Russian President Vladimir Putin has ordered the government and big banks to cooperate with China on AI. Russia is still searching for alternative technologies after invading Ukraine due to Western sanctions. An AI partnership between Russia and China could raise concerns about censorship, among other things.
Russian President Vladimir Putin continues to seek more challenges to the Western order – this time in technology.
According to a Dec. 30 post on the Kremlin’s website, the Russian leader has ordered his government and Russia’s largest bank, Sberbank, to cooperate with China on artificial intelligence.
According to a Kremlin post, President Putin instructed the government and Sberbank to “ensure further cooperation with the People’s Republic of China in technological research and development in the field of artificial intelligence.” The book was published three weeks after President Putin announced the BRICS AI Alliance Network.
President Putin has tasked Prime Minister Mikhail Mishustin and Sberbank CEO German Gref with leading the AI effort.

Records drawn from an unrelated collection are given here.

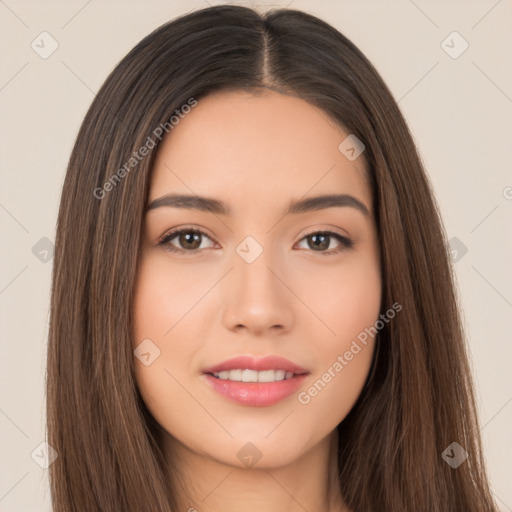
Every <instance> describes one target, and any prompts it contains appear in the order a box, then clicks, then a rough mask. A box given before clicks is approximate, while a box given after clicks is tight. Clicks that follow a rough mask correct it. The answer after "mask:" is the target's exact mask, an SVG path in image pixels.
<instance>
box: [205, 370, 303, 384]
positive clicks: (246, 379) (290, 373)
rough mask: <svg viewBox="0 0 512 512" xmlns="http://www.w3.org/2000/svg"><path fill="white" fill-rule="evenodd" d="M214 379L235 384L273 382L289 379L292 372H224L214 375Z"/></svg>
mask: <svg viewBox="0 0 512 512" xmlns="http://www.w3.org/2000/svg"><path fill="white" fill-rule="evenodd" d="M213 375H214V377H217V378H218V379H221V380H233V381H236V382H275V381H279V380H286V379H291V378H292V377H293V372H287V371H286V370H263V371H261V372H257V371H255V370H225V371H222V372H218V373H214V374H213Z"/></svg>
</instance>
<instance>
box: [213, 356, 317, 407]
mask: <svg viewBox="0 0 512 512" xmlns="http://www.w3.org/2000/svg"><path fill="white" fill-rule="evenodd" d="M237 369H242V370H245V369H247V370H255V371H264V370H285V371H287V372H292V373H294V374H295V375H294V376H293V377H292V378H290V379H286V380H281V381H275V382H236V381H230V380H222V379H218V378H216V377H214V376H213V373H218V372H221V371H228V370H237ZM203 373H204V374H206V375H205V378H206V380H207V382H208V384H209V385H210V386H211V387H212V388H213V389H214V390H215V391H217V392H218V393H219V394H221V395H223V396H225V397H226V398H228V399H230V400H233V401H235V402H237V403H239V404H241V405H247V406H252V407H265V406H270V405H273V404H276V403H277V402H280V401H281V400H283V399H284V398H287V397H288V396H290V395H291V394H292V393H294V392H295V391H297V389H299V387H300V386H301V385H302V383H303V381H304V379H305V378H306V375H307V374H308V373H309V372H308V371H307V370H305V369H304V368H301V367H300V366H297V365H296V364H294V363H292V362H291V361H288V359H284V358H282V357H277V356H267V357H263V358H260V359H255V358H253V357H251V356H240V357H235V358H233V359H229V360H227V361H224V362H223V363H220V364H218V365H215V366H212V367H210V368H206V369H205V370H203Z"/></svg>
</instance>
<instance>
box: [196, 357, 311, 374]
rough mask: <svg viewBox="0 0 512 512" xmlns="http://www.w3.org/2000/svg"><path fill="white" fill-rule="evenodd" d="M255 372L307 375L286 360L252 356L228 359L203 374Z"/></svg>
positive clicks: (283, 358) (274, 358)
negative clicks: (287, 373) (244, 370)
mask: <svg viewBox="0 0 512 512" xmlns="http://www.w3.org/2000/svg"><path fill="white" fill-rule="evenodd" d="M238 369H242V370H255V371H258V372H261V371H264V370H285V371H287V372H293V373H297V374H298V373H301V374H302V373H308V371H307V370H305V369H304V368H301V367H300V366H298V365H296V364H295V363H292V362H291V361H289V360H288V359H285V358H284V357H279V356H265V357H260V358H255V357H252V356H238V357H234V358H232V359H228V360H226V361H224V362H222V363H219V364H217V365H215V366H211V367H209V368H205V369H204V370H203V373H218V372H222V371H226V370H238Z"/></svg>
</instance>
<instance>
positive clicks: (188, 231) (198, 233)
mask: <svg viewBox="0 0 512 512" xmlns="http://www.w3.org/2000/svg"><path fill="white" fill-rule="evenodd" d="M179 242H180V244H181V245H182V247H185V248H188V249H192V250H194V249H198V248H199V246H200V245H201V235H200V234H199V233H194V232H193V231H187V232H185V233H181V234H180V236H179ZM190 243H192V244H194V247H191V246H190V245H187V244H190Z"/></svg>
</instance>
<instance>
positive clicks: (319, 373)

Progress is expected to be reported by April.
Russia is building a parallel system with the West
Putin’s directive comes 34 months after Russia’s full-scale invasion of Ukraine, triggering widespread Western sanctions against the regime.
Trade restrictions have hurt Russia’s access to financial payments technology, and the country is seeking alternatives in the form of parallel imports and domestic substitutes.
Russia is also building alternative systems to process payment transactions and transport sanctioned oil around the world.
However, finding technology to replace Western products was not easy.
A former senior Russian finance official told Reuters in September 2022 that Russia would spend years using second-class technology and spending “huge resources” to rebuild existing ones. . Products heavily affected by Western sanctions include semiconductor chips, aviation parts, and medical products.
Sberbank CEO Gref said in April 2023 that graphics cards for AI and supercomputers are the most difficult to replace.
The United States has restricted sales of advanced computer chips to Russia starting in 2022, and last year further tightened export controls on third-party chips to Russia.
Sberbank First Deputy CEO Alexander Vedyakin told Reuters last month that Russia is six to nine months behind the United States and China in AI on various parameters.
Vedyakin told the news agency that Russia would focus on developing large-scale language models rather than building large-scale data centers.
A potential partnership between Russia and China in AI could raise concerns beyond sanctions avoidance.
China’s advances in AI have raised concerns about censorship in a country where expression is tightly controlled.
In July, the Financial Times reported that Chinese authorities had tested a large language model of the Chinese language to ensure it embodies “core socialist values.”